A linear model for regression can be written in general as

\[y(\mathbf{x}, \mathbf{w}) = \sum_{j=1}^M w_j\phi_j(\mathbf{x}) = \mathbf{w}^T\boldsymbol{\phi}(\mathbf{x})\]

which is simply a linear combination of features obtained from the input variables. These features are also known as basis functions, which can be linear (such that $\boldsymbol{\phi}(\mathbf{x}) = \mathbf{x}$) but also nonlinear, such as polynomial, gaussian, or sigmoid functions. Being able to examine multiple basis functions will allow us to experiment with models of different complexities.

A simple dataset

We will generate synthetic data by taking 10 samples from a sinusoidal signal with added gaussian noise. We then fit four polynomials of different degrees M using a linear regression model, and plot the resulting predictions for them.

%matplotlib inline
import numpy as np
import matplotlib.pyplot as plt
from linear_models.linear_regression import LinearRegression
from features.basis_functions import polynomial_basis
from data.synthetic import sin_normal_noise
np.random.seed(42)

x_true, t_true, x, t = sin_normal_noise(10)

plt.figure(figsize=(14, 8))
for i, degree in enumerate([0, 1, 3, 9]):
    # Train model
    features = polynomial_basis(x, degree)
    model = LinearRegression()
    model.fit(features, t)

    # Make prediction
    prediction = model.predict(polynomial_basis(x_true, degree))
    plt.subplot(2, 2, i+1)
    plt.plot(x_true, t_true, "g", alpha=0.5)
    plt.plot(x, t, "o")
    plt.plot(x_true, prediction, "r")
    plt.ylim((-1.5, 1.5))
    plt.title("M = " + str(degree))

We can clearly see how increasing the complexity of the model in turn increases its performance on predicting for regions of unseen data. After a certain value of the order of the polynomial, however, the model attempts to match exactly each of the points in the training set, that is, the model is overfitting. The previous plots allow us to get a qualitative measure of fit. Nevertheless, a machine learning model should be evaluated under an unambiguous metric, such as the log-likelihood (which is maximized when the parameters of the model are fit), or the Root Mean Square Error (RMSE). The RMSE is defined as

\[E_{RMSE}(\mathbf{w}) = \sqrt{\frac{1}{N} \sum_{i=1}^N (y(\mathbf{x}_i, \mathbf{w}) - t_i})^2\]
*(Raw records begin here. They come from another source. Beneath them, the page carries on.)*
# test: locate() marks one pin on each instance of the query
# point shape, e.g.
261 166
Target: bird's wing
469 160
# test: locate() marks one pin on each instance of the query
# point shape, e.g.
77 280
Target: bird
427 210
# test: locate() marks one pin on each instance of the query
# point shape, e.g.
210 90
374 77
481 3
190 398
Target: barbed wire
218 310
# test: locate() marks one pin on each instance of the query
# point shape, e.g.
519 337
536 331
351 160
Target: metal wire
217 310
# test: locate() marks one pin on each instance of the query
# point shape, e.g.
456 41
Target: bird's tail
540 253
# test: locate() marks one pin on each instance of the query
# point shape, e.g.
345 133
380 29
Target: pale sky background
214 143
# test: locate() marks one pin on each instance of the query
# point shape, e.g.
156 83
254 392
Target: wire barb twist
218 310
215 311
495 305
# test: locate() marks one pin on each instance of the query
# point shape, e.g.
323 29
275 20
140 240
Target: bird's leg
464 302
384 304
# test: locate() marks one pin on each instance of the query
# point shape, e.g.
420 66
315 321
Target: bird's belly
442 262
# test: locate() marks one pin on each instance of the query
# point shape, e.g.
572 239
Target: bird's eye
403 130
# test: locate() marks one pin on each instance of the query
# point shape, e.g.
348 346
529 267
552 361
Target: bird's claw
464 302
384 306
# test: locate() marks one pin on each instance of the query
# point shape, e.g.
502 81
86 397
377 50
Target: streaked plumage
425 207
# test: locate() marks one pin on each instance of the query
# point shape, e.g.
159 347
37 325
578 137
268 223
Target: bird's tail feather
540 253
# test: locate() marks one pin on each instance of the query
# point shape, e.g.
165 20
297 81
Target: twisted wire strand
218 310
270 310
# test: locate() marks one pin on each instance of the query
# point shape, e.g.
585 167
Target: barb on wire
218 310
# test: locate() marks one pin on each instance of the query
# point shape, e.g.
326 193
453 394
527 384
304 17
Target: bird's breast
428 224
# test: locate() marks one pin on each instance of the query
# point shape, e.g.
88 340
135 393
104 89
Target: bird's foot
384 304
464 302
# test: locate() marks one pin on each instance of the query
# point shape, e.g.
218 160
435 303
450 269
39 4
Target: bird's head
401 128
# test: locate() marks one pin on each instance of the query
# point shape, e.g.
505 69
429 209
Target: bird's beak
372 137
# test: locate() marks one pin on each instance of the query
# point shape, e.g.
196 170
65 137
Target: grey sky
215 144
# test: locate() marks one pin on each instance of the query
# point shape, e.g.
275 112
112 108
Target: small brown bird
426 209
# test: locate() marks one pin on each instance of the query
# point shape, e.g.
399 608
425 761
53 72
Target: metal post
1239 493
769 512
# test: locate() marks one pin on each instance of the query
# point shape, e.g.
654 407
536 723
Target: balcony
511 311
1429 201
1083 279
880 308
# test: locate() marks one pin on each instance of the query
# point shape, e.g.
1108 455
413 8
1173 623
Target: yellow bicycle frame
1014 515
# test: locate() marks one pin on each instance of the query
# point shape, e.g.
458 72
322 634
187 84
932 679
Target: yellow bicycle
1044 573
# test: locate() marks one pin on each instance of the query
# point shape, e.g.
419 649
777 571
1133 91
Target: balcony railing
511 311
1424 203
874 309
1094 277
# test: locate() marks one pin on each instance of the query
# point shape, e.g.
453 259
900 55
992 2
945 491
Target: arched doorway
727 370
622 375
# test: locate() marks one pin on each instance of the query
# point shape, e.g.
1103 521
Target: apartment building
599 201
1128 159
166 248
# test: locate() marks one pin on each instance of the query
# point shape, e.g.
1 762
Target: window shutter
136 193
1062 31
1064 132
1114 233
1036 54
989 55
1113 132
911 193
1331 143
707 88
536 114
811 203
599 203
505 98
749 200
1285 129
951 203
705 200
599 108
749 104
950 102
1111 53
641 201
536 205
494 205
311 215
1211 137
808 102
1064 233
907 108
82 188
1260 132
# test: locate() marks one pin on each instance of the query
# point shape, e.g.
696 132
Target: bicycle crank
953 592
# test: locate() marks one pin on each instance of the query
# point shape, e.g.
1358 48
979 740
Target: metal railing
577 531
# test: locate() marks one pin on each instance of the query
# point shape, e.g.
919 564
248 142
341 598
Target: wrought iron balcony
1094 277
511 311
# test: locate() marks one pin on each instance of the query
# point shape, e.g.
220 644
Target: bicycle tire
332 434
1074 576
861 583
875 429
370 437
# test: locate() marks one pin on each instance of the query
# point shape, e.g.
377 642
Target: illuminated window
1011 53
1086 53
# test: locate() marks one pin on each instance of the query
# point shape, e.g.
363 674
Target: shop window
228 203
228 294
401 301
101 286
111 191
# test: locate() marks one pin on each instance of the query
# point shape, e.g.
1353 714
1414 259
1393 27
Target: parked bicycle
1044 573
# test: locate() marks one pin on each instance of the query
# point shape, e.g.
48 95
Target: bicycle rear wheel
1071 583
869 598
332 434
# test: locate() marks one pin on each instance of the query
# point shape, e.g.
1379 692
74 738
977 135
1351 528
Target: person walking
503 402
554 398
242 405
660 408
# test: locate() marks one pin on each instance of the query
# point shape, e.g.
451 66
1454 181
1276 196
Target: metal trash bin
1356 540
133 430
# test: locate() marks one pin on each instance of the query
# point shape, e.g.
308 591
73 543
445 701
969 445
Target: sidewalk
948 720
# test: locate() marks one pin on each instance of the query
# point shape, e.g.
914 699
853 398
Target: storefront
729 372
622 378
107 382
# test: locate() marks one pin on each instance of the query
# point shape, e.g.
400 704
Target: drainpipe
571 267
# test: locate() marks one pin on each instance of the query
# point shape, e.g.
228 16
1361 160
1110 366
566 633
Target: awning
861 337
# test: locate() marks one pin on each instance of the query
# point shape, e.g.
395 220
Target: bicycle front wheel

We can now examine the precise effect model complexity has on generalization, by evaluating a trained model on two sets: a training and a test set. The training set will consist of the same 10 points as before, and the test set will consist of 100 new points (which are likely to be different due to the normal noise in the data).
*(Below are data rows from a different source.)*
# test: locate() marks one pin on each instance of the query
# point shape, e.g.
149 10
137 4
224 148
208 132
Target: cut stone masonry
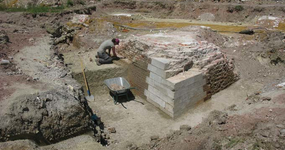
181 70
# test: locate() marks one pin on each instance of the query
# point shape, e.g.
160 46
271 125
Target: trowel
89 97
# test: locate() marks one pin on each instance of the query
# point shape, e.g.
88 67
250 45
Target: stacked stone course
178 69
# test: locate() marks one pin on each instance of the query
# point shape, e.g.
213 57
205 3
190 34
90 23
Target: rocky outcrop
45 118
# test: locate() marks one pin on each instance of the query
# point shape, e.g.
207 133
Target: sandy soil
137 121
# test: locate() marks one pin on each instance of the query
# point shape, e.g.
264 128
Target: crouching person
104 57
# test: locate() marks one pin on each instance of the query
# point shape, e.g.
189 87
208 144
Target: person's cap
117 41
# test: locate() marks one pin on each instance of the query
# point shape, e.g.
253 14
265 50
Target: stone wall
181 69
219 74
137 75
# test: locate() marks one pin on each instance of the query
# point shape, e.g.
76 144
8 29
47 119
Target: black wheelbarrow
118 87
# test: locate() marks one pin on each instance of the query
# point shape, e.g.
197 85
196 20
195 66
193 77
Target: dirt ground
246 115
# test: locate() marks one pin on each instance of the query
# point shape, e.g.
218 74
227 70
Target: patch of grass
255 146
69 3
81 2
32 9
239 8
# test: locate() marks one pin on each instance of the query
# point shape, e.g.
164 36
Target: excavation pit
179 67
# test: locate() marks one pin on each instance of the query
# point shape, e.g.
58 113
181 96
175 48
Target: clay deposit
203 75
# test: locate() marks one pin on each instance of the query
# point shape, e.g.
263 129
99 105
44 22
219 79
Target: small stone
4 62
185 127
282 131
280 126
265 98
257 93
112 130
154 137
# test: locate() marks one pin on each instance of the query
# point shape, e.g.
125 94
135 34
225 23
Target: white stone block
156 99
157 71
162 63
186 78
161 95
161 80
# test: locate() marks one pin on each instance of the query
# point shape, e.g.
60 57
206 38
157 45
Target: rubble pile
185 51
182 68
3 37
46 117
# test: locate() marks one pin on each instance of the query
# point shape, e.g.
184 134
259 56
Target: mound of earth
45 118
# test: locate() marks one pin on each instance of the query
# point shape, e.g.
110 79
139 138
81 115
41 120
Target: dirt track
245 120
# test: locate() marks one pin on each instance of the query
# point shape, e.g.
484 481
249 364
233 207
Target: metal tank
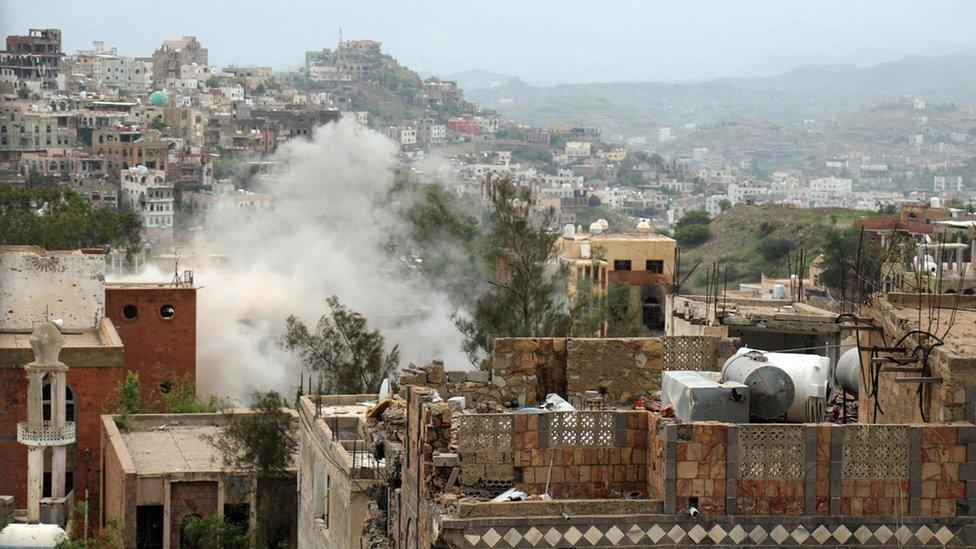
771 390
788 387
848 372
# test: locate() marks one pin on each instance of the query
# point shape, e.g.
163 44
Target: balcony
638 278
47 434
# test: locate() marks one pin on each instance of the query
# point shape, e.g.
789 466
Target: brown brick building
101 344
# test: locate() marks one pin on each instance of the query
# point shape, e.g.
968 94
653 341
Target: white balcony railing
46 434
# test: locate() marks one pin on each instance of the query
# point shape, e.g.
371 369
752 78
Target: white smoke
324 236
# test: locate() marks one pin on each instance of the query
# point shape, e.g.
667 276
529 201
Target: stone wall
522 371
851 470
188 498
36 284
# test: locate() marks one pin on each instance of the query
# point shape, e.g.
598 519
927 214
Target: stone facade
524 370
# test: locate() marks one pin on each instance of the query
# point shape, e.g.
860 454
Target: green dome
157 98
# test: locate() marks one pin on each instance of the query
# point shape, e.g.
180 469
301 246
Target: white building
126 73
830 191
947 183
577 150
147 192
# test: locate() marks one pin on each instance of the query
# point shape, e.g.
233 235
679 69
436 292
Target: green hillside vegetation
755 240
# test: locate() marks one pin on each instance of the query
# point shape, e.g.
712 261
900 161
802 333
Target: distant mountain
478 79
807 92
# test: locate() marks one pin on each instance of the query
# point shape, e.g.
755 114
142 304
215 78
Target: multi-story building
148 193
830 192
149 329
36 57
169 59
126 146
249 77
25 129
642 260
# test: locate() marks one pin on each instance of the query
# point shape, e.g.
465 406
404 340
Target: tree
694 217
108 538
56 217
127 400
262 441
526 298
343 350
774 248
692 235
850 262
212 531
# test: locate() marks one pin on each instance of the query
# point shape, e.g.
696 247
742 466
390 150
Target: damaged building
559 442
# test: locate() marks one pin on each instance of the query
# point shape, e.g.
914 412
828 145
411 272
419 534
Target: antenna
177 281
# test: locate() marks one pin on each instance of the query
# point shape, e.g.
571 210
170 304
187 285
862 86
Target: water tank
848 372
779 291
782 386
31 535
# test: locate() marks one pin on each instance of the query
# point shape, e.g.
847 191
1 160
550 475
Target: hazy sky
541 41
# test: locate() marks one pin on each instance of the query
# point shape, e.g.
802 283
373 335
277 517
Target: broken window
621 264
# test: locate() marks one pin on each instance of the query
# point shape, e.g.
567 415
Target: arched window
69 402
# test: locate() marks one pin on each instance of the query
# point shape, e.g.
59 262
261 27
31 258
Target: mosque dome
157 98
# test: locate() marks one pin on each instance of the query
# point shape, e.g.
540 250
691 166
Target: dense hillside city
349 304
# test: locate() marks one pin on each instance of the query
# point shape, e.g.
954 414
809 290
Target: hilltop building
34 60
642 260
148 193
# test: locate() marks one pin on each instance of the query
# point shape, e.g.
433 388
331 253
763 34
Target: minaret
37 433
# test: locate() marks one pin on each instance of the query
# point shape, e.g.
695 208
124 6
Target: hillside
809 92
742 235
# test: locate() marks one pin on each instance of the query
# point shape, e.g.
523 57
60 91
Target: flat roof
174 449
99 347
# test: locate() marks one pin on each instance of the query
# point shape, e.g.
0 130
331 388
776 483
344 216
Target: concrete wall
36 284
525 370
320 456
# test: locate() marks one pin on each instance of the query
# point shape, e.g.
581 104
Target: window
167 312
654 265
130 312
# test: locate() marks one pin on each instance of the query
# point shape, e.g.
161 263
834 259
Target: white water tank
31 535
779 291
789 387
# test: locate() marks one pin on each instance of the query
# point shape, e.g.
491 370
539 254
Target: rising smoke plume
325 235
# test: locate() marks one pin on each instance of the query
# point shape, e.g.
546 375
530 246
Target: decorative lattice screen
771 451
485 432
688 352
582 428
875 452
from metrics.regression import rmse

_, _, x_test, t_test = sin_normal_noise(100)

train_error = []
test_error = []
for degree in range(10):
    # Train model
    features = polynomial_basis(x, degree)
    model = LinearRegression()
    model.fit(features, t)

    # Predict for train and test sets
    y_train = model.predict(features)
    y_test = model.predict(polynomial_basis(x_test, degree))

    # Store errors
    train_error.append(rmse(y_train, t))
    test_error.append(rmse(y_test, t_test))

# Plot RMSE vs polynomial degree
plt.plot(train_error, "bo-", label="Training")
plt.plot(test_error, "ro-", label="Test")
plt.ylim([0, 1])
plt.title("RMSE")
plt.xlabel("M")
plt.legend()

Note how the model seems to reduce the error both in the training and validation sets, until the degree of the polynomial is 5. Further increasing the complexity of the model reduces the error in the training set, but increases it in the test set: the model overfits to the training data.
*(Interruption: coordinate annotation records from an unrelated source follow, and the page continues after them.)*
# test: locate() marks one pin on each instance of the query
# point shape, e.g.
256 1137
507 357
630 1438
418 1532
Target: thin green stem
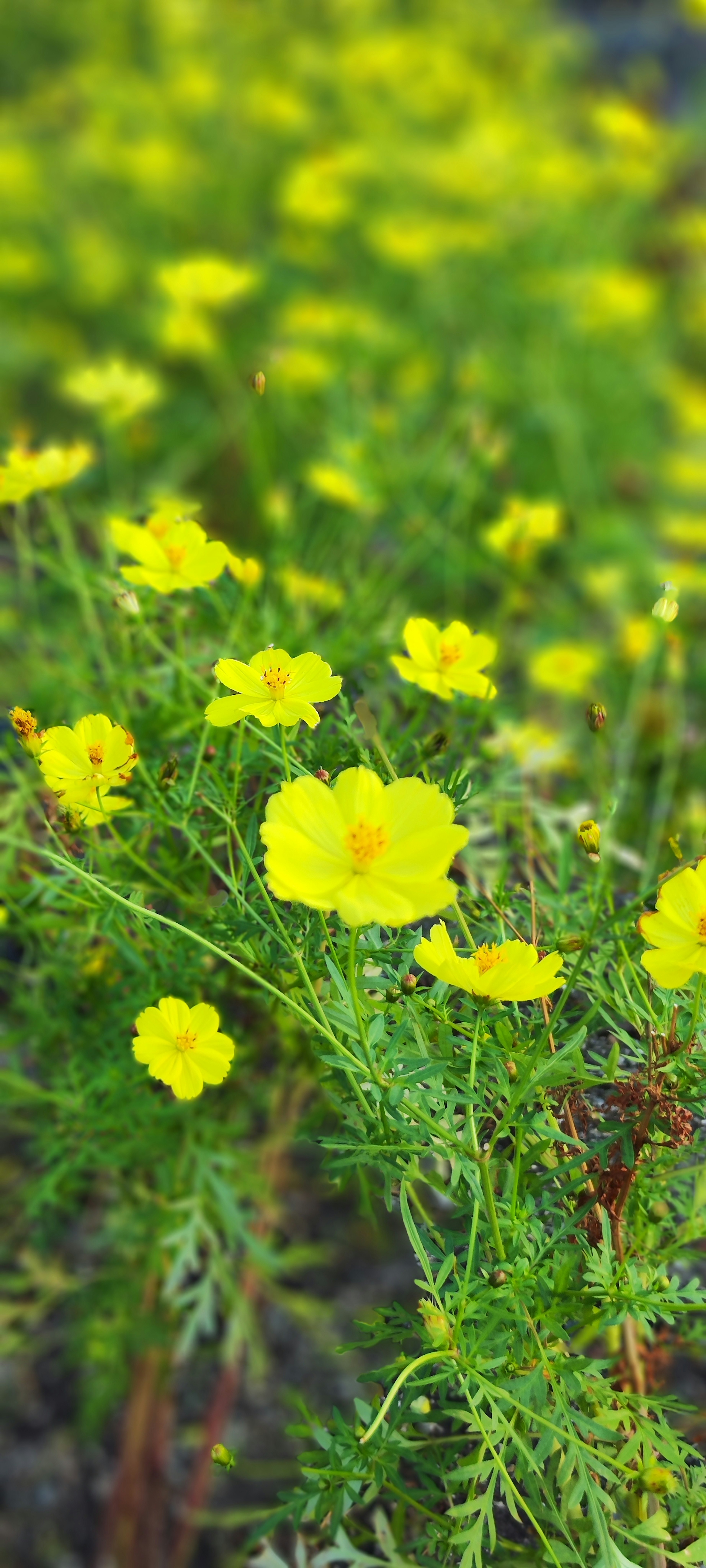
357 1000
288 771
401 1381
490 1206
463 924
697 1007
198 761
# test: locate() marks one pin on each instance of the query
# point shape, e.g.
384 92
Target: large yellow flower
371 851
172 554
274 688
512 973
678 929
446 662
181 1047
93 756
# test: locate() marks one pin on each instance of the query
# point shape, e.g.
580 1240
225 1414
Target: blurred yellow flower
446 661
511 973
614 297
523 529
678 929
685 531
371 851
567 669
92 758
302 589
26 473
335 485
206 281
172 554
117 390
638 637
247 571
183 1047
24 725
274 688
534 747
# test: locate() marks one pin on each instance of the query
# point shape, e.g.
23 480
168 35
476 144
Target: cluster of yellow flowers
26 473
175 553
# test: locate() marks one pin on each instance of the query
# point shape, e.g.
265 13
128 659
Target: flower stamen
366 843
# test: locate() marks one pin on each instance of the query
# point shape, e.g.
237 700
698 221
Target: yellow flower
26 473
206 281
118 390
523 529
678 929
511 973
93 756
245 571
181 1047
446 662
564 667
371 851
24 725
274 688
172 554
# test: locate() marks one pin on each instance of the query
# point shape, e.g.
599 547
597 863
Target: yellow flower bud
589 836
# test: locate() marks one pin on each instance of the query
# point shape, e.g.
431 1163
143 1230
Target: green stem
697 1006
288 772
198 761
463 924
357 1000
421 1362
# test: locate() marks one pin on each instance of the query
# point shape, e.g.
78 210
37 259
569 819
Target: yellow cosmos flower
564 667
274 688
26 473
181 1047
511 973
678 929
446 662
172 554
118 391
371 851
93 756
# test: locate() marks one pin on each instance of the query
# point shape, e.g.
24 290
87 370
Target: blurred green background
467 247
Introducing regularization

The previous linear models were fitted using what is known as Maximum Likelihood Estimation, in which we find the values of the parameters of the model that maximize the likelihood given the observed data. Therefore, the values these parameters can take are not constrained: the set of estimated parameters can have any values as long as they maximize the likelihood given the observed data, which explains why the model tends to overfit to the training set as its complexity increases. This problem can be solved by introducing additional information via a process known as regularization. In the context of linear regression, regularization allows us to constrain the values that the parameters can take.

There are two ways to introduce regularization for linear regression:

• Introducing a penalty on the size of the weights in the cost function that is minimized during the training process, so that lower weights reduce the cost.
• Introducing a prior probability distribution on the weights and (instead of maximizing the likelihood) maximizing the posterior probability of the parameters given the observed data. This is known as Maximum A Posteriori estimation.

If the prior is a normal distribution the two ways are roughly equivalent, and the amount of regularization is controlled by a single parameter $\lambda$. Given a fixed polynomial degree M = 9, let’s observe the effect of regularization on generalization:

degree = 9
plt.figure(figsize=(16, 3))
for i, lamb in enumerate([1e-15, 1e-5, 1]):
    # Train regularized model
    features = polynomial_basis(x, degree)
    model = LinearRegression(lamb)
    model.fit(features, t)

    # Make prediction
    prediction = model.predict(polynomial_basis(x_true, degree))
    plt.subplot(1, 3, i+1)
    plt.plot(x_true, t_true, "g", alpha=0.5)
    plt.plot(x, t, "o")
    plt.plot(x_true, prediction, "r")
    plt.ylim((-1.5, 1.5))
    plt.title("$\lambda$ = " + str(lamb))    

We can observe how the regularization factor constrains the weights of the model and thus its ability to generalize well to unseen data. Even though we have chosen to study fixed values for the degree of the polynomial and the regularization factor, in practical applications we might want to automate the selection of these hyperparameters via grid search, for instance, so as to select the best set of hyperparameters given the performance on a validation set.